Pretty well overall. I wish I could get more enthusiasm for regular exercising but on rainy days it’s hard – and my wardrobe is suffering from what seems like shrinking clothes! In the past 12 months, our business has operated remotely almost completely and that requires us to do things differently – from hiring, reviewing and planning and even delivering our software to customers. But we are very fortunate that technology facilitates this now better than at any time in history – and as Openet software is part of the technology solution, it is exciting.
8. Tell us about Openet and your role as CEO ?
Openet develops complex middleware software products for telecommunications companies. Many of our customers are cellular networks, but we also serve satellite, internet-fibre and cable customers too.
Prior to Openet being acquired by Amdocs in 2020, my role was to lead the management team in creating strategy and helping the team to manage their business units as well as possible. It also involved fundraising, selling, and customer, employee and shareholder relationship management. It was great fun on most days. But it had some challenging days too.

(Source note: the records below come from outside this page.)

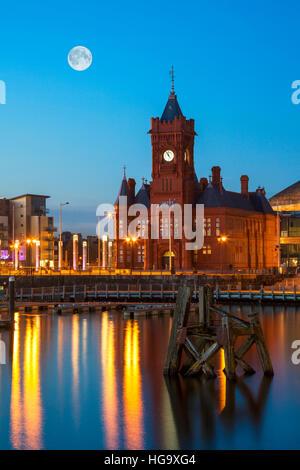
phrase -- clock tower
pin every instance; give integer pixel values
(172, 138)
(173, 174)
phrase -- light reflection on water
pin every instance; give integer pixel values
(95, 381)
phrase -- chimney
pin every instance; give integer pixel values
(131, 186)
(216, 176)
(244, 185)
(203, 183)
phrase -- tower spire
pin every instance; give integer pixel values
(172, 80)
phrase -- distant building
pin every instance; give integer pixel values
(92, 250)
(239, 228)
(31, 226)
(287, 203)
(4, 231)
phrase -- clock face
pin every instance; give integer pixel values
(168, 155)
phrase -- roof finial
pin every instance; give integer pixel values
(172, 79)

Post-acquisition, my job is a little less defined – I now lead a business unit inside a much larger parent company. This involves a fair bit of politics and requires a different form of influencing and internal selling.

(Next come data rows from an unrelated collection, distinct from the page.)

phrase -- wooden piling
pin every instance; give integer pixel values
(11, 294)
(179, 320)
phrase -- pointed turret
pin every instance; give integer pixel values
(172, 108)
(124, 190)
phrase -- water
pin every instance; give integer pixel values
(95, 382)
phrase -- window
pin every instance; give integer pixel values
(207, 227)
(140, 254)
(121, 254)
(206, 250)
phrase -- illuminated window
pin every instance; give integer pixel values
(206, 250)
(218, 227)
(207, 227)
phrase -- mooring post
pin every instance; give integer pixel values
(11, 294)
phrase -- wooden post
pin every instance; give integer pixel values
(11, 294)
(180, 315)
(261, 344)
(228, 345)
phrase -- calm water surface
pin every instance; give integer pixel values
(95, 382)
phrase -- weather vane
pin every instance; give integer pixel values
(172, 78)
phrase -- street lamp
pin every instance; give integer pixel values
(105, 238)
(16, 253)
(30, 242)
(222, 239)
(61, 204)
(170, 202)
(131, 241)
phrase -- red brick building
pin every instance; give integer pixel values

9. What do you attribute to the global success of Openet?
Hard work. Never for a second believing it would not be a success. Being humble and introspective about what was working and what wasn’t working so well. And, passion for what we do – you have to be authentic in how you approach your business, or you will fail. You need missionaries, not mercenaries.

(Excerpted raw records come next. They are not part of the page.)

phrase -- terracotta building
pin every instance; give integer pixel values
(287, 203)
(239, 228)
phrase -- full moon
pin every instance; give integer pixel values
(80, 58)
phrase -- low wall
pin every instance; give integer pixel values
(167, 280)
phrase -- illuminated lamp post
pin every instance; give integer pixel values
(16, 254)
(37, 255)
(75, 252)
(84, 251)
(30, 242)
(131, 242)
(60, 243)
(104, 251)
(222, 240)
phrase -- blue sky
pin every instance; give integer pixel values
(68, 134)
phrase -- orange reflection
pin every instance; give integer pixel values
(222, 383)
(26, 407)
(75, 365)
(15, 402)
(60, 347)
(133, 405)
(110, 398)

10. How do you handle stress and pressure?
There are definitely good and bad versions of stress. I lean into circumstances to get the former and try to avoid the latter. But in dealing with the bad stress, I find it extremely helpful to seek a broader perspective – so that I can rationalise the challenge and find a calm in how to deal with it. I believe you should be motivated by passion but rarely make decisions based on it alone. Family and very close friends in particular are a great source of levelling and perspective gathering; talking and sharing concerns can be very therapeutic.
11. What is the proudest moment of your career to date?
There are a few proud moments; the runaway success of Digifone, the successful IPO with O2, Openet being the software that enabled the first iPhone and then iPad services in the USA market for AT&T, and in 2011 when Openet won the E&Y Entrepreneur of the Year Award for Ireland. But funnily enough the proudest moment for me is actually much more mundane – as Finance Manager years ago, one of my staff got a degree that I had encouraged them to attempt and that was the moment that I am most proud of if I am being honest. I believe that a fulfilling career is one in which you do some good or provide good service to society and being able to make a positive impact is what really makes me proud.
12. What is life outside of work like for you – interests, hobbies, pastimes?
Quiet. I enjoy reading and occasionally try to write (but do so badly). I enjoy science fiction and trying to learn some aspects of physics although I really am not good at the maths. I do a little cycling and some swimming. I am a moderate skier, a reasonable shot with a shotgun and an average fisherman. I like taking old computers apart and messing around with trying to do some computer programming. I do enjoy a glass of red wine and enjoy meeting friends for dinner and things like that. And I try to help mentor entrepreneurs when I can.
13. And finally, are there any rules you live by?
If I am committed to something, I always try to do my best. That sometimes means not committing to things that people ask you to do which can be awkward – but when I get involved with something then I do my very best at it. Loyalty is really important to me, as is being sincere, reliable and dependable.
I try to do some good with the time I have rather than waste it or be negative; I think this is truly important if you want to avoid living with regrets – regret would be my form of hell.